Bild: CD Projekt Rot / CD Projekt
Cyberpunk 2077 erweist sich als moderne Inkarnation der historischen Fehler und Probleme des Genres in Bezug auf die Darstellung von Japanern und anderen ostasiatischen Menschen. 2077 versucht, diese Fantasien zu erfüllen, da es mit seinen Akira-Ostereiern, Katanas und sogar der Bezeichnung „Samurai“ in die Kategorie „Cooles Japan“ fällt und das übernimmt, was westliche Medien stark mit der Entwicklung der Coolness in japanischen Medien in Verbindung gebracht haben sei es Cyberpunk oder Feudal. Und während das jüngste Tabletop-Szenariobuch die inzwischen weitgehend aufgelöste Arasaka Corporation und das gesamte darin enthaltene Gepäck umgibt, verlagern der gleiche Techno-Orientalismus und die gleiche Fremdenfeindlichkeit ihren Fokus auf chinesische Unternehmen – was nun die Ängste des modernen Amerikas gegenüber dem chinesischen Festland widerspiegelt .
Das muss aber nicht so sein. Es gibt Stücke moderner Cyberpunk-Medien, die die Tropen des Genres und die mit diesen Tropen verbundenen Ängste mit großem Erfolg nutzen, ohne in den Orientalismus oder die damit verbundene Fremdenfeindlichkeit zu verfallen. Love Shore, derzeit in der Entwicklung von Perfect Garbage Studios, und die kürzlich veröffentlichte Umurangi Generation von Origame Digital, beide zentrieren Erzählungen über marginalisierte Menschen in Technodystopien, ohne in den Orientalismus zu verfallen. Katana Zero von Askiisoft verwendet die Trope- und techno-orientalistische Street-Samurai-Ikonographie „Cool Japan“, dreht diese Tropen jedoch auf erstaunlich effektive Weise auf den Kopf.

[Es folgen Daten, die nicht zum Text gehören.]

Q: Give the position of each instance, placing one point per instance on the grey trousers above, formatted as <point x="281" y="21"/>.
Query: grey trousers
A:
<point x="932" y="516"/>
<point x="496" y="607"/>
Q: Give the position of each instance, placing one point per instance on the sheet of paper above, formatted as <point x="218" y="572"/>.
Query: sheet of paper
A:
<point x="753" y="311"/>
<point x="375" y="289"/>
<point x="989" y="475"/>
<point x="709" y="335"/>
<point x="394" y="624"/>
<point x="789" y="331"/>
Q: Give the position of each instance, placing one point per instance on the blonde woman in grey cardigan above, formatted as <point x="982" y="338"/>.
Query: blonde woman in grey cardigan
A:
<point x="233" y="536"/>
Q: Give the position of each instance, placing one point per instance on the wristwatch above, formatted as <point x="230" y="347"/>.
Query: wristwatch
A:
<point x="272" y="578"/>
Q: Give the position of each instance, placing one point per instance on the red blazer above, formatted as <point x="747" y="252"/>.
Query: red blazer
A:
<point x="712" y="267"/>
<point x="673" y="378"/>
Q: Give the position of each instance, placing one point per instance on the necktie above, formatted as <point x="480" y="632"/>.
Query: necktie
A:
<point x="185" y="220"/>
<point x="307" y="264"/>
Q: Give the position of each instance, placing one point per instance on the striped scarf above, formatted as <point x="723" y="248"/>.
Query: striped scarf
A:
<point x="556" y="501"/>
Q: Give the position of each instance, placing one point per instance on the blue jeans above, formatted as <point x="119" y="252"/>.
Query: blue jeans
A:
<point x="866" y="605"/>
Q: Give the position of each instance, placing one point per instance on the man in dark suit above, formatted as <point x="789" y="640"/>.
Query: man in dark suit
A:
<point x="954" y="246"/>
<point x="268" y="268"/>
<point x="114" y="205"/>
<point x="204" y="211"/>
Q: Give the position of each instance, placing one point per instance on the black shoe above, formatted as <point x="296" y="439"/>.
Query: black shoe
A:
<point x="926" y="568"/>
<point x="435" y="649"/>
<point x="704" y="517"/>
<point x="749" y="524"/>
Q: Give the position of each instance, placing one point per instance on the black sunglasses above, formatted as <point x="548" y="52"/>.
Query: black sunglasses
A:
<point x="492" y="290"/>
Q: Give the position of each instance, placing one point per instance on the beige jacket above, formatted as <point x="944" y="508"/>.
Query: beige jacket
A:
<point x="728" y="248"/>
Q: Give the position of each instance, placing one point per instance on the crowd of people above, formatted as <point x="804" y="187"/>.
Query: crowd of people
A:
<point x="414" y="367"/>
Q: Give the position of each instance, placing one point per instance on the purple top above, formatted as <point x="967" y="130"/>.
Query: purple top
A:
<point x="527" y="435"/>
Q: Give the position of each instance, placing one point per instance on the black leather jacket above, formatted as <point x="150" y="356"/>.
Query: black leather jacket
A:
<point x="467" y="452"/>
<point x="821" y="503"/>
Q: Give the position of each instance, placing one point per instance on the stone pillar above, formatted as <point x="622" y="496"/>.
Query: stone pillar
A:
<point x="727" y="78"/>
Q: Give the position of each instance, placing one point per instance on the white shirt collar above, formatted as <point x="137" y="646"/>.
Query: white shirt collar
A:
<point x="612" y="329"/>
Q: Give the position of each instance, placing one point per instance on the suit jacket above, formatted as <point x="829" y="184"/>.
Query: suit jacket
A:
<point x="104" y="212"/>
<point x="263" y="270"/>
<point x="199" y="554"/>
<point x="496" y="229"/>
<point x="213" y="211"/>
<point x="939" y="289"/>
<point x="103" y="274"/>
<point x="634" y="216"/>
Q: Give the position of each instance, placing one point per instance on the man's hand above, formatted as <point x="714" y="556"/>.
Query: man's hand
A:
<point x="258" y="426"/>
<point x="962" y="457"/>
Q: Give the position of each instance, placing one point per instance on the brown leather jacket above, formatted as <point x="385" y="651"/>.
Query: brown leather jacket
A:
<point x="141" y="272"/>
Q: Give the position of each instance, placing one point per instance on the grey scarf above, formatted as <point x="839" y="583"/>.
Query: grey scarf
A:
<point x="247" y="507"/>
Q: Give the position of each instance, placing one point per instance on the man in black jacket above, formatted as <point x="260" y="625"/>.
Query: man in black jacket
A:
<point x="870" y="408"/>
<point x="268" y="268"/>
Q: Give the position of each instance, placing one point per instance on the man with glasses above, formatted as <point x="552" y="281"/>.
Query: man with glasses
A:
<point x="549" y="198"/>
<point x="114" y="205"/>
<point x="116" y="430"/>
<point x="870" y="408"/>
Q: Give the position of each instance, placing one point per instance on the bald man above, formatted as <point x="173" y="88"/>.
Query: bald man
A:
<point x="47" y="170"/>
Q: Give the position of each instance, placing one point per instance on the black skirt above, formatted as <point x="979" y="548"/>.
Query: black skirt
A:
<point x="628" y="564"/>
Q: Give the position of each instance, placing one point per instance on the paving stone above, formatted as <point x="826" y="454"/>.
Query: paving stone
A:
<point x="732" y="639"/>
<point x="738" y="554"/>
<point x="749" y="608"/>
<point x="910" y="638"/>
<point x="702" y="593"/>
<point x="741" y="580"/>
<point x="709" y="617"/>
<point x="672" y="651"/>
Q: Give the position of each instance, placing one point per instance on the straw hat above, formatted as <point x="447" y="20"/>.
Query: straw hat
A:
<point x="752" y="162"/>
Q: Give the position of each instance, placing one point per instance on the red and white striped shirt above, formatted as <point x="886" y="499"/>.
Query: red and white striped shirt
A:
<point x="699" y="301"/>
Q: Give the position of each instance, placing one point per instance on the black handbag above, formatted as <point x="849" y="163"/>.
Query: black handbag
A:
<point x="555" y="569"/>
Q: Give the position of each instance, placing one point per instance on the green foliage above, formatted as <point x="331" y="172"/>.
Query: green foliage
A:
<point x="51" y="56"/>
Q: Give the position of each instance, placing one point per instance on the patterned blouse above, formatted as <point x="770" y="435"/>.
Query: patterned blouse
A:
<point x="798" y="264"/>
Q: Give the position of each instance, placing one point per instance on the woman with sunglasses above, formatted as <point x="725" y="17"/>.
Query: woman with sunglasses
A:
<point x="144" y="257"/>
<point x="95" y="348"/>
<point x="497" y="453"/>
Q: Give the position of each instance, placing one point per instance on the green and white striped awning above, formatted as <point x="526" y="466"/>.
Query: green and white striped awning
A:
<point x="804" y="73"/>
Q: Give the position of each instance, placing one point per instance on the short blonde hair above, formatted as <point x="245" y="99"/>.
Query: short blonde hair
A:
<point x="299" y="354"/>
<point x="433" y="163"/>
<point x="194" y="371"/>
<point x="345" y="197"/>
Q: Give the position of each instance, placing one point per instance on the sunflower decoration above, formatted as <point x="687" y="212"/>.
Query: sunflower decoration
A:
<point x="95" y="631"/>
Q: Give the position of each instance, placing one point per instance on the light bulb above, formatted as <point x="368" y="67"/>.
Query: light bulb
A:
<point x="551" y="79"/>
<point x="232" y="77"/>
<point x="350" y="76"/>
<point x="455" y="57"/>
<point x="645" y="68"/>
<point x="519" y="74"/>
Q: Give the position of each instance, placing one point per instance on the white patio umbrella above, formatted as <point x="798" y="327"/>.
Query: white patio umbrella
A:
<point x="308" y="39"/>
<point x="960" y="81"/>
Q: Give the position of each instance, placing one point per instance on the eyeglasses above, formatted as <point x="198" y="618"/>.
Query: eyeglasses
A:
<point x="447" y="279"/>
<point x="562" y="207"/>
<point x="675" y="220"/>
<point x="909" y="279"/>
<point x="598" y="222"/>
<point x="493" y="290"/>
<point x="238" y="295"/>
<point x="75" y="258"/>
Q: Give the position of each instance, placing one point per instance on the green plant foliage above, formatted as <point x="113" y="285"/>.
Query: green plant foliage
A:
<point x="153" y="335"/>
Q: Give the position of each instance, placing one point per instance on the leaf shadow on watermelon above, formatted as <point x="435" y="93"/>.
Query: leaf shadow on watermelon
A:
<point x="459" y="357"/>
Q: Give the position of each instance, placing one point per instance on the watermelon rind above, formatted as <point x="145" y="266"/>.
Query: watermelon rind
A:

Cyberpunk-Geschichten können effektiv erzählt werden, ohne die Angst vor dem „Anderen“ zu verdrängen, während gleichzeitig die Kultur aus Gründen der Ästhetik nachgeahmt wird. Wir können Geschichten über den Kampf gegen ultrakapitalistische Unternehmen und autoritäre Diktaturen haben, die sich von den Tropen entfernen, die das Genre weiter nach unten gezogen haben. Es ist das, was wir verdienen und welche Geschichten über unsere Zukunft – so trostlos es auch sein mag – sein sollten.